A 74 year old white woman presented with a 2 month history of painless, progressive swelling of the right upper eyelid with no antecedent history of inflammation, trauma, or surgery. Ocular examination revealed visual acuity 20/30 in both eyes and an elastic, partially compressible, movable, pulsating tumour of 2.5 × 1 cm in size, located superiorly in the right upper eyelid, with a thrill over the lesion but no bruit and no accentuation on Valsalva. The remainder of the ophthalmic examination was unremarkable. Computed tomography (Fig 1A) showed a localised, homogeneous retroseptal mass. Because of the extremely anterior location of the lesion, further investigation with MRI/MRA or with selective angiography was not undertaken. During surgery (Fig 1B), a pulsating lesion was found with several tributaries. Each tributary was ligated and excised individually. The pulsations after excision of the temporal aspect of the tumour suggested a nasal origin, apparently arising from the medial palpebral branches of the ophthalmic artery. Pathology (Fig 2) showed a typical AVM.

Figure 1

(A) Computed tomographic scan shows a soft tissue homogeneous mass in the right upper eyelid, 2.5 × 1 cm in size, retroseptal, anteriorly placed, separate from lacrimal gland and eyeball, and without any extension in the orbit or cranium. (B) Surgical exposure of arteriovenous malformation via anterior approach shows large sausage-shaped, thick walled, pulsating lesion with several tributaries.

Figure 2

(A) Congeneries of arteries and veins in arteriovenous malformation (elastic tissue stain, original magnification ×25). (B) Arteriovenous malformation (haematoxylin and eosin stain, original magnification ×50).

COMMENT

AVM is the least common of the various orbital and periorbital vascular tumours.1 AVM consists of a communication between artery and veins with no interposed capillary bed.
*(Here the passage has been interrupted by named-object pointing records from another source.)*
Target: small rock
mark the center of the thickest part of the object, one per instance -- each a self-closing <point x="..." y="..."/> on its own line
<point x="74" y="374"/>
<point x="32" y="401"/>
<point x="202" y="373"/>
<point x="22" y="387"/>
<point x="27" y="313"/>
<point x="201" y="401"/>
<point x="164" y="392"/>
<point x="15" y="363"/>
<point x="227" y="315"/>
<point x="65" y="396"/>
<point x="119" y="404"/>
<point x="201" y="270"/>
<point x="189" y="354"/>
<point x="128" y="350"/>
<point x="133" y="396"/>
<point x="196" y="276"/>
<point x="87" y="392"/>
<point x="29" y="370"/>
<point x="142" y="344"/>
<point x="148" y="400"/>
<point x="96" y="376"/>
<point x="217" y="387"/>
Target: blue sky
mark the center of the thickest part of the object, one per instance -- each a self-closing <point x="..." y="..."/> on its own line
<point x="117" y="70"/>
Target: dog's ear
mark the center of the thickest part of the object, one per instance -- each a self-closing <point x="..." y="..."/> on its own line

Pathologically, this communication is lined with endothelium and has characteristics of both arteries and veins.2 3 Many of these will have a palpable thrill even if a bruit is not present.2 3 Currently, a complete surgical excision of the AVM remains the most successful therapy.2-4 In this case, the surgical excision of the tumour through an anterior approach produced excellent cosmetic and functional results. Deeper orbital AVMs can haemorrhage severely without careful control of the feeder vessels.5 To our knowledge, this is the first reported case of a spontaneous orbital AVM presenting as a pulsatile tumour of the eyelid.